Edwin went into details, explaining how the children who’d been friends in a South Bucks village nearly twenty years ago met from time to time to have a teddy-bears’ picnic because that was what they’d done then.

‘But they’re adults surely now,’ Mrs Chalm pointed out.

‘Yes, I know.’

‘Well, I hope you have a lovely time, dear.’

‘Delightful, I’m sure.’

‘It’s odd when they’re adults, I’d have thought.’

Between themselves, Edwin and Deborah did not again discuss the subject of the teddy-bears’ picnic. During the quarrel Edwin had felt bewildered, never quite knowing how to proceed, and he hoped that on some future occasion he would be better able to cope. It made him angry when he wasn’t able to cope, and the anger still hung about him. On the other hand, six months wasn’t long in a marriage which he hoped would go on for ever: the marriage hadn’t had a chance to settle into the shape that suited it, any more than he and Deborah had had time to develop their own taste in furniture and decoration. It was only to be expected that there should be problems and uncertainty.

As for Deborah, she knew nothing about marriages settling into shape: she wasn’t aware that rules and tacit understandings, arrangements of give and take, were what made marriage possible when the first gloss had worn off. Marriage for Deborah was the continuation of a love affair, and as yet she had few complaints. She knew that of course they had to have quarrels.

They had met at a party. Edwin had left a group of people he was listening to and had crossed to the corner where, she was being bored by a man in computers. ‘Hullo,’ Edwin just said. All three of them were eating plates of paella.

Finding a consideration of the past pleasanter than speculation about the future, Deborah often recalled that moment: Edwin’s eager face smiling at her, the computer man discomfited, a sour taste in the paella. ‘You’re not Fiona’s sister?’ Edwin said, and when ages afterwards she’d asked him who Fiona was he confessed he’d made her up. ‘I shouldn’t eat much more of this stuff,’ he said, taking the paella away from her. Deborah had been impressed by that: she and the computer man had been fiddling at the paella with their forks, both of them too polite to say that there was something the matter with it, ‘What do you do?’ Edwin said a few minutes later, which was more than the computer man had asked.

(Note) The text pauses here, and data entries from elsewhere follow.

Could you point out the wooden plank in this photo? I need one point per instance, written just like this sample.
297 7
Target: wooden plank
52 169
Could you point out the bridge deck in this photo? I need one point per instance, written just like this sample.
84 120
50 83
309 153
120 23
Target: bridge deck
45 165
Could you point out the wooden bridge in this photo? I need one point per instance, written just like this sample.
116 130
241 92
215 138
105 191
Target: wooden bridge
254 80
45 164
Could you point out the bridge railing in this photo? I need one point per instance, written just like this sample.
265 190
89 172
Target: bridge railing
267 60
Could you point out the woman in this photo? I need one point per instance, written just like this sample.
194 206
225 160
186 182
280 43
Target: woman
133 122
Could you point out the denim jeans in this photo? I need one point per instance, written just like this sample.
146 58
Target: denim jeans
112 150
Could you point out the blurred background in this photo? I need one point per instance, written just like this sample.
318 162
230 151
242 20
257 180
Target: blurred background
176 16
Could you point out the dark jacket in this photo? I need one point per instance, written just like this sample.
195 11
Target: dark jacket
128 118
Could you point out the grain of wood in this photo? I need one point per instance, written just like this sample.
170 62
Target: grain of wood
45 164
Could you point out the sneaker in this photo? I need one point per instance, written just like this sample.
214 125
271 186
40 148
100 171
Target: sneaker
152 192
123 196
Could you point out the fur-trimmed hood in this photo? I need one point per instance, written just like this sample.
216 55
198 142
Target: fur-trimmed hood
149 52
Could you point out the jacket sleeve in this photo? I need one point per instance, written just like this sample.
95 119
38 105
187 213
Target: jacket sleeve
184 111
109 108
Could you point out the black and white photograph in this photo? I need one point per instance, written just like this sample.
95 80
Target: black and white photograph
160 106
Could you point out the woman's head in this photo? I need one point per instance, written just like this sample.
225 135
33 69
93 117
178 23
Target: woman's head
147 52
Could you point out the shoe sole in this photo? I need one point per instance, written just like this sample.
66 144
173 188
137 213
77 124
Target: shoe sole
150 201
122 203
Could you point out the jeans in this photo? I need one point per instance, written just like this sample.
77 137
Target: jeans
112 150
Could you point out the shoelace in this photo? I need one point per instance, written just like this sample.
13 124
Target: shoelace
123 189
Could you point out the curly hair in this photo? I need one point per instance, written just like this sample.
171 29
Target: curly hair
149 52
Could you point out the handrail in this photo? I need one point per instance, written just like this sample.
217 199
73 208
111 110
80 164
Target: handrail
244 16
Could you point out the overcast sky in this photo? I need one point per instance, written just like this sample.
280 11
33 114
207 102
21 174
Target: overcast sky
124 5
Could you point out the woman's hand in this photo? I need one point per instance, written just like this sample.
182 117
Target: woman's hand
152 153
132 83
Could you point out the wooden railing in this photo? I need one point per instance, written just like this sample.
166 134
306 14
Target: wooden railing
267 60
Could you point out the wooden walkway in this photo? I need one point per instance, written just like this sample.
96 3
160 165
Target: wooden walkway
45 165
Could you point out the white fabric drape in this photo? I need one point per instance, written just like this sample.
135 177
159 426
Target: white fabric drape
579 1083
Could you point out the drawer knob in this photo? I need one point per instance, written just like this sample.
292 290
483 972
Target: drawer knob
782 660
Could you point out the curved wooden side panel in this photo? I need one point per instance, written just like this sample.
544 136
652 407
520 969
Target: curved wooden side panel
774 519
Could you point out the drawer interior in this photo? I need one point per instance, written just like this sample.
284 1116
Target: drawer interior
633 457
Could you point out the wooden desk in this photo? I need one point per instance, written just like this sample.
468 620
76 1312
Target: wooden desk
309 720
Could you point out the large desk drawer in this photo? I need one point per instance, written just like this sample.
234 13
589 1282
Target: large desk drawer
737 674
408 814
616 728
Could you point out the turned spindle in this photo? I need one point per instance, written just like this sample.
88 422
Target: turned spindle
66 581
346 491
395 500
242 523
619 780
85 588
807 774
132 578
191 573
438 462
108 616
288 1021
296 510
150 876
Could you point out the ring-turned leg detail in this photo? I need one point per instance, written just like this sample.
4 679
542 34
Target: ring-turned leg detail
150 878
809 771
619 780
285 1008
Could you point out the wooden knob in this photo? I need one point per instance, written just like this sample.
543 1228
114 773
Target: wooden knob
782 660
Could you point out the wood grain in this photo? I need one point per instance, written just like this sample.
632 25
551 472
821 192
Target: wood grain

In the weeks that followed they told one another all about themselves, about their parents and the houses they’d lived in as children, the schools they’d gone to, the friends they’d made. Edwin was a daring person, he was successful, he liked to be in charge of things. Without in any way sounding boastful, he told her of episodes in his childhood, of risks taken at school. Once he’d dismantled the elderly music master’s bed, causing it to collapse when the music master later lay down on it. He’d removed the carburettor from some other master’s car, he’d stolen an egg-beater from an ironmonger’s shop. All of them were dares, and by the end of his schooldays he had acquired the reputation of being fearless: there was nothing, people said, he wouldn’t do.